2008-12-08 12:58:51 Cycle counts for the basic arithmetic operations are not consistent
Kiran Kumar B (INDIA)
Message: 66517
Hi all,
I was trying to profile the basic arithmetic operation of DSP Blackfin BF527 under uClinux. For testing purpose I only have a single threaded application , just running the multiplication of variables of same data types ( float, long, long long, ushort, short, int, uint ). I have included the floating point library options in the Make File .
I observed that each time I run the application, the cycle count for float multiplication is just 2 cycles and also the cycle count varies for Othe data types from 18 to 34+ ( each time the application is run, gives different cycle count ).

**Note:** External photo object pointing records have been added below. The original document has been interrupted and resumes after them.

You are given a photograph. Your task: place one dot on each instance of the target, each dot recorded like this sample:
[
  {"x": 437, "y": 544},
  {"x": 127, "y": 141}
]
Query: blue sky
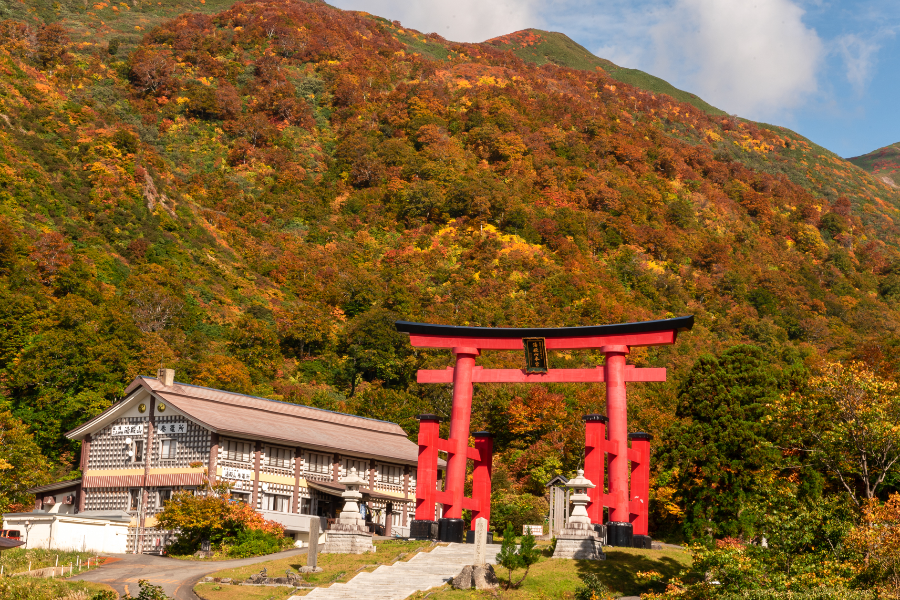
[{"x": 829, "y": 70}]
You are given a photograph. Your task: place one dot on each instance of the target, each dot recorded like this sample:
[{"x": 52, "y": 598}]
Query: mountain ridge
[
  {"x": 253, "y": 197},
  {"x": 883, "y": 163}
]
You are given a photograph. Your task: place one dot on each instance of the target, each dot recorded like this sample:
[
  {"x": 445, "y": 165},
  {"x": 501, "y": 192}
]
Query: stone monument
[
  {"x": 479, "y": 575},
  {"x": 312, "y": 551},
  {"x": 349, "y": 535},
  {"x": 580, "y": 538}
]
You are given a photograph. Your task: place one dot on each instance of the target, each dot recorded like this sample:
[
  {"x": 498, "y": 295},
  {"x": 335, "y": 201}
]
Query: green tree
[
  {"x": 372, "y": 349},
  {"x": 255, "y": 343},
  {"x": 849, "y": 419},
  {"x": 719, "y": 447},
  {"x": 512, "y": 557},
  {"x": 22, "y": 465}
]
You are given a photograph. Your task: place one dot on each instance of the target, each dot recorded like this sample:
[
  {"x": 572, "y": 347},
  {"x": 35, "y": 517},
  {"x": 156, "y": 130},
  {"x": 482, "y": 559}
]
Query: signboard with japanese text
[
  {"x": 238, "y": 474},
  {"x": 135, "y": 429},
  {"x": 535, "y": 355},
  {"x": 171, "y": 427}
]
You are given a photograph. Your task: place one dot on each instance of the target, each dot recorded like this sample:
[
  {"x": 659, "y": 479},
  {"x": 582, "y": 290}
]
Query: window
[
  {"x": 163, "y": 495},
  {"x": 318, "y": 463},
  {"x": 277, "y": 502},
  {"x": 279, "y": 457},
  {"x": 361, "y": 466},
  {"x": 237, "y": 451},
  {"x": 240, "y": 497},
  {"x": 390, "y": 474},
  {"x": 134, "y": 499},
  {"x": 138, "y": 451},
  {"x": 167, "y": 449}
]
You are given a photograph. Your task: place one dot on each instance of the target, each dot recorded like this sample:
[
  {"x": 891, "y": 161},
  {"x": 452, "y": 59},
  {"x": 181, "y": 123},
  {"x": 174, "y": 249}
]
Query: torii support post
[
  {"x": 639, "y": 455},
  {"x": 467, "y": 343},
  {"x": 594, "y": 463}
]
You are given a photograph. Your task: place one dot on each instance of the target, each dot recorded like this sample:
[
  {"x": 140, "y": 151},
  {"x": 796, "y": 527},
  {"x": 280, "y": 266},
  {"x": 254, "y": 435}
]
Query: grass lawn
[
  {"x": 559, "y": 578},
  {"x": 18, "y": 560},
  {"x": 40, "y": 588},
  {"x": 336, "y": 568}
]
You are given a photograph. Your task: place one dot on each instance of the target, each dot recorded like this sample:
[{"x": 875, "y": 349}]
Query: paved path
[
  {"x": 423, "y": 571},
  {"x": 177, "y": 577}
]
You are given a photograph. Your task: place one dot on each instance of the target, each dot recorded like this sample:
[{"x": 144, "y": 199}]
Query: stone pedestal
[
  {"x": 580, "y": 539},
  {"x": 349, "y": 534},
  {"x": 348, "y": 542},
  {"x": 479, "y": 577}
]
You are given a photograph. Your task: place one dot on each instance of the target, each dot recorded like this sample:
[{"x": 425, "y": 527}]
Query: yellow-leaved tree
[{"x": 849, "y": 419}]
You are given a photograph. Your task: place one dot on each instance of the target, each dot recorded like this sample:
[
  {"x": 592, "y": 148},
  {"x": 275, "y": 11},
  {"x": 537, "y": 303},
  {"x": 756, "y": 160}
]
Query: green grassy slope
[
  {"x": 884, "y": 162},
  {"x": 542, "y": 47}
]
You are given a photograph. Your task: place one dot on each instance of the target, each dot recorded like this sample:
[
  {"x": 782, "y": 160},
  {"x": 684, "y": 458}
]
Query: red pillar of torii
[{"x": 627, "y": 509}]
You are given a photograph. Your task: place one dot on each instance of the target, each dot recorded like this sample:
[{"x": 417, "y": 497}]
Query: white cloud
[
  {"x": 859, "y": 59},
  {"x": 457, "y": 20},
  {"x": 753, "y": 57}
]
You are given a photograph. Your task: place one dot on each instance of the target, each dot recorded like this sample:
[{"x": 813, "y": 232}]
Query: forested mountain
[
  {"x": 883, "y": 163},
  {"x": 253, "y": 196}
]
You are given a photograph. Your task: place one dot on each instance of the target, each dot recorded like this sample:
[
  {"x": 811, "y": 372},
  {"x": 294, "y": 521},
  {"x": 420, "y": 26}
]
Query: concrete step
[{"x": 402, "y": 579}]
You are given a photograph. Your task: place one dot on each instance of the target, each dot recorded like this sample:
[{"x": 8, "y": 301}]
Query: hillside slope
[
  {"x": 542, "y": 47},
  {"x": 884, "y": 163},
  {"x": 253, "y": 197}
]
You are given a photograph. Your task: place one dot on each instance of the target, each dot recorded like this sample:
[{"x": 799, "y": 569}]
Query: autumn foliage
[{"x": 253, "y": 197}]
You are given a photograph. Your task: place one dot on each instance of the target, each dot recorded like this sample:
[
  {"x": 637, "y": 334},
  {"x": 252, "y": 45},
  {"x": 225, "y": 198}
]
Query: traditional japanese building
[{"x": 283, "y": 459}]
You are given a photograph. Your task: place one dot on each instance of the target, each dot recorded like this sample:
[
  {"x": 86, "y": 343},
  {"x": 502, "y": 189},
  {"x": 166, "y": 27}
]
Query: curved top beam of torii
[
  {"x": 644, "y": 333},
  {"x": 466, "y": 343}
]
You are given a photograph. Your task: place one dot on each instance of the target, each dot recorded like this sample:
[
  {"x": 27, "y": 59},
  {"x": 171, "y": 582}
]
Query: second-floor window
[
  {"x": 134, "y": 499},
  {"x": 390, "y": 474},
  {"x": 168, "y": 449},
  {"x": 279, "y": 457},
  {"x": 138, "y": 451},
  {"x": 361, "y": 466},
  {"x": 318, "y": 463},
  {"x": 237, "y": 451},
  {"x": 277, "y": 502}
]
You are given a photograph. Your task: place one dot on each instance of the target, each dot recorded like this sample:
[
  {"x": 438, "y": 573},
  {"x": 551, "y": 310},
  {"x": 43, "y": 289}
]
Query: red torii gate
[{"x": 627, "y": 511}]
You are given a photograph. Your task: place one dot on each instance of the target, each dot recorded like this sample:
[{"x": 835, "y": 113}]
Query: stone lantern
[
  {"x": 580, "y": 538},
  {"x": 349, "y": 535}
]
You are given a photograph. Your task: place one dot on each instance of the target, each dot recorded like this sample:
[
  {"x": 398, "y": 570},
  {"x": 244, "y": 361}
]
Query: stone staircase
[{"x": 423, "y": 571}]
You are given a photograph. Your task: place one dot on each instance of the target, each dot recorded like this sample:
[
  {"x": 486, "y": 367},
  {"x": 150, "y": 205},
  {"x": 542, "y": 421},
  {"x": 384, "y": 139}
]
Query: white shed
[{"x": 100, "y": 531}]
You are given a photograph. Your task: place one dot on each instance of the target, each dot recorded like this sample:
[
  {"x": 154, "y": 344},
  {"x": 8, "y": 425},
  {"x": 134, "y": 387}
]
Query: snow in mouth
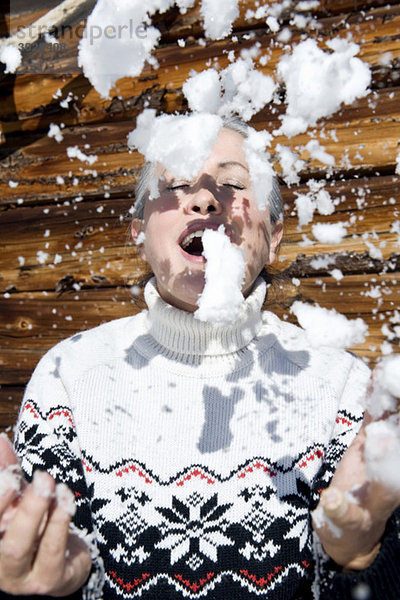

Why is there no consistency in the cycle count ? are there any system calls called inbetween? Is there any way to run a bare metal app? ( but with linux thread scheduler ). Can anyone share with me any previous profiled results for basic arithmetic operations compiled under gcc / VDSP?
Thank you
Kiran
QuoteReplyEditDelete
2008-12-08 13:42:05 Re: Cycle counts for the basic arithmetic operations are not consistent
Robin Getz (UNITED STATES)
Message: 66518
Kiran:
It's a multi-tasking operating system - of course other things can go on. Your application can be swapped out, and not come back until something else (higher priority) is complete.
-Robin
QuoteReplyEditDelete
2008-12-08 15:36:11 Re: Cycle counts for the basic arithmetic operations are not consistent
Mike Frysinger (UNITED STATES)
Message: 66523
there is no way to run bare metal code under Linux. those two terms together simply dont make sense together.
QuoteReplyEditDelete
2008-12-09 07:38:28 Re: Cycle counts for the basic arithmetic operations are not consistent
Kiran Kumar B (INDIA)
Message: 66556
Robin: Thank you for the reply...
We have the text in the L1. The I cache is configured for 16K and D cache for 32K.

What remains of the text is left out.